The distribution itself

For \(n\) trials, each with a probability \(p\) of success, the relative probabilities of \(k\) successes are: \(P(k) = \left(\frac{n!}{k!(n-k)!}\right) p^k (1-p)^{n-k}\)

The first part is the number of different ways a combination of k successes and n-k failures can occur,with the second being the probability of any 1 specific combination will. Contrast combinations \(\left( ^n_k \right) = \frac{n!}{k!(n-k)!}\) with with permuations \(\frac{n!}{(n-k)!}\).

You’ll often see a probability of failure: \(q = 1-p\). This mostly makes the equations a bit more compact. (And it’s worth noting that for any given probability \(x\) in this post, the probabilility of the opposite happening is \(1-x\), which may be easier to calculate)

As a distribution for \(n\) repeated trials, the mean is: \(μ_p = n \cdot p\) and standard deviation is: \(σ_p = \sqrt{n \cdot p \cdot (1-p)}\)

Sampling N times out of a distribution and getting P successes is a bit different. the mean is: \(μ_p = P/N\) and the standard deviation is: \(σ_p = \sqrt{\frac{P(1-P)}{N}}\)

(Capitalization matter a lot here, I’m using upper-case P/Q for the raw numbers, and lower case p/q for the probabilities normalized into 0-1.)

Direct Applications

7-game series are not statistically significant

No, seriously, the win-loss results don’t tell you if one team is better than another to the standard p-value (0.05). In the most one-sided case (4 wins in a row, last 3 games aren’t played), the probability of this happeneing with 2 equally matched teams is \(0.5^4 = 0.0625\).

The probability of something that hasn’t happened

John D Cook has noted that you can estimate the probability of something that hasn’t happened (in n trials) as being no more than 3/n. In the large \(n\) limit, \((1-3/n)^n\) approaches (just under) 0.05, though one should take the accuracy with a grain of salt for small samples.

Empirical version / finding a distribution from trials

If you have a series of N trials with k successes, you can say that your probability of success p is: \(p = \frac{P}{N}\) (as one would expect)

Also your p is \(μ=\frac{P}{N}\) of a distribution with a standard deviation of: \(σ_p = \sqrt{\frac{p(1-p)}{N}} = \sqrt{\frac{P(1-P)}{N^3}}\)

Yes, this is as in μ±σ.

Combining distributions (large N only)

\(μ_{a±b} = μ_a ± μ_b\) and \(σ_{a±b} = \sqrt{\frac{σ_a^2}{N_a}+\frac{σ_b^2}{N_b}}\)

Which is to say, that the means add/subtract like you’d expect, but the standard deviations are always added in quadrature.

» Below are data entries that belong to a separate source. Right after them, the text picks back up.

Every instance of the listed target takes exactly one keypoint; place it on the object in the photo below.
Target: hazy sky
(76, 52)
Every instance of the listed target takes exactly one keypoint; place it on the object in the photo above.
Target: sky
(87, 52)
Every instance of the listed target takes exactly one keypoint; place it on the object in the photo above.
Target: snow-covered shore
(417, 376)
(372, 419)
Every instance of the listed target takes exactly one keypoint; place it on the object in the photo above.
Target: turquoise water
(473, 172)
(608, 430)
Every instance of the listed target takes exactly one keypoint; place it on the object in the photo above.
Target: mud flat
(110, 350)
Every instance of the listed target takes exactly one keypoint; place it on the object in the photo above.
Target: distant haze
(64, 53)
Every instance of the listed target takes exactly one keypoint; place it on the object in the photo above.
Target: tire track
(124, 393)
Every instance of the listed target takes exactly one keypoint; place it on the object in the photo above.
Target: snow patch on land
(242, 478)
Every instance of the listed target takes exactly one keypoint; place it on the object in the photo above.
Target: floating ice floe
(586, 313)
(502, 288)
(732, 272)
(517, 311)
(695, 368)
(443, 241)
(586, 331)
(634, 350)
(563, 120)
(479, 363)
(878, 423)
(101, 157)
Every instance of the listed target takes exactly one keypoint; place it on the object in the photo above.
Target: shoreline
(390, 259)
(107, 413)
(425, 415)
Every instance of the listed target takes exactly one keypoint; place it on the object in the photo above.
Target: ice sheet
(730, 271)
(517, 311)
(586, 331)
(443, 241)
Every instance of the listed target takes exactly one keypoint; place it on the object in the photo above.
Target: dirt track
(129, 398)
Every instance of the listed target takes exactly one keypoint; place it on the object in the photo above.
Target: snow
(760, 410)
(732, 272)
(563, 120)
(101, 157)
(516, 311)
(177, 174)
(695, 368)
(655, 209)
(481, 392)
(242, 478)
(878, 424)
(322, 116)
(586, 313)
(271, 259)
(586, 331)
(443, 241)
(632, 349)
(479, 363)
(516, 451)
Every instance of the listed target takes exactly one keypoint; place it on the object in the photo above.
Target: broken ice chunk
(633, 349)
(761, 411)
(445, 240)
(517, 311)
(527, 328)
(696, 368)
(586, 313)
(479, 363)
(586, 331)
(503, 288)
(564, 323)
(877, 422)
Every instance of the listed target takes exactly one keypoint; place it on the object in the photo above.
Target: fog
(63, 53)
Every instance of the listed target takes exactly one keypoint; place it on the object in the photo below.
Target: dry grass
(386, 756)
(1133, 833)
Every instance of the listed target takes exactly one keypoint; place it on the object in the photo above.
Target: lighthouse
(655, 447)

If (and only if) you’re combining samples from the same distribution, can you bring those error bars down (in an amount proportional to \(\sqrt{N}\)).

Probability of 2 things being equivalent (large N only)

In essence, given a set of trials and successes from each, do they have the same μ and σ?

We want the difference in distributions:

\(μ_{a-b} = μ_a - μ_b\) and \(σ_{a-b} = \sqrt{σ_a^2+σ_b^2}\)

And from dealing directly with samples:

\(μ_{a-b} = \frac{P_a}{N_a} - \frac{P_b}{N_b}\) and \(σ_{a-b} = \sqrt{\frac{P_a (1-P_a)}{N_ai^3} + \frac{P_b (1-P_b)}{N_b^3}}\)

So we can describe the difference between two distributions in standard deviations a z-score:

\[z_{ab} = \frac{μ_{ab}}{σ_{ab}}\]

As an example, this lets us also settle (or rather fail to settle) a long standing question about Shuttle vs Soyuz reliability.

Looking at the shuttle over its lifetime (1981-2011), there were 135 missions, 2 of which resulted in loss of crew. For a more or less comparable Soyuz launch history: from 1967 to 2016, there have been 129 crewed missions, 2 of which resulted in loss of crew:

Name Number LoC failure Comments
Soyuz 7K-whatever (1-40) 39 2 The naming scheme is a mess
Soyuz T-1 - 15 15 0 Includes T-10-1 abort, excludes T-1
Soyuz TM-1 - TM-34 33 0 TM-1 was uncrewed
Soyuz TMA-1 - TMA-22 22 0  
Soyuz TMA-01M - TMA-20M 20 0  
Totals 129 2  

So this means that the probability of a LoC incident with Soyuz was about 0.0155, with a standard deviation of 0.0109. For the shuttle, we get a mean of 0.0148 and standard deviation of 0.0104.

The results 0.0155±0.0109 and 0.0148±0.0104 substantially overlap, and it’s notable that for both σ is almost as large as μ. Putting these into the difference equation(s), we get 0.0006891 ± 01505e-2, or a z-score of ~0.0458 (ie: a tiny fraction of a standard deviation).

So with actual flights, they’re indistinguishable, and you need to do more sophisticated studies like: https://ntrs.nasa.gov/citations/20110015032 and https://ntrs.nasa.gov/citations/20100014848

(For datasets that do not follow a binomial or normal distribution, you probably want a K-S test.)

Probability of a long run

We want the probability of getting run of \(r\) in \(n\) trials.

For this we have: \(y_n = 1 - β_{n,r} + p^r * β_{n-r,r}\)

\[β_{n,r} = \sum_{l=0}^{n/(r+1)} (-1)^l * nck(n-lr, l) * (q*p^r)^l\]

Where \(nck(n,k)\) is choosing k unique items for a set of n: \(nck(n,k) = \frac{n!}{k!(n-k)!}\)

Many places on the net will show you a \(z_n\), where \(y_n = 1-z_n\), or \(z_n = β_{n-r,r} - β_{n,r}\)

As a python code:

import numpy as np

def nck(n, k):
    '''classic n choose k, or combinations of k items chosen from a set of n. takes ints n, k. returns n!/(k!(n-k)!'''
    a = np.math.factorial(n)/np.math.factorial(k)/np.math.factorial(n-k)
    return a

def β(n, r):
	'''The probability (y) of getting a run of r successes in n trials, when for any given trial the probability of success is p and of failure is q.'''
    range = np.arange(0, np.floor(n/(r+1))+1)
    b = [(-1)**l * nck(n - l*r, l) * (q * p**r)**l for l in range]
    return (np.sum(b)) 

y = 1 - β(n, r) + p**r * β(n-r, r)
print(y)

Expect surprisingly high numbers in some cases, especially when \(r \ll n\).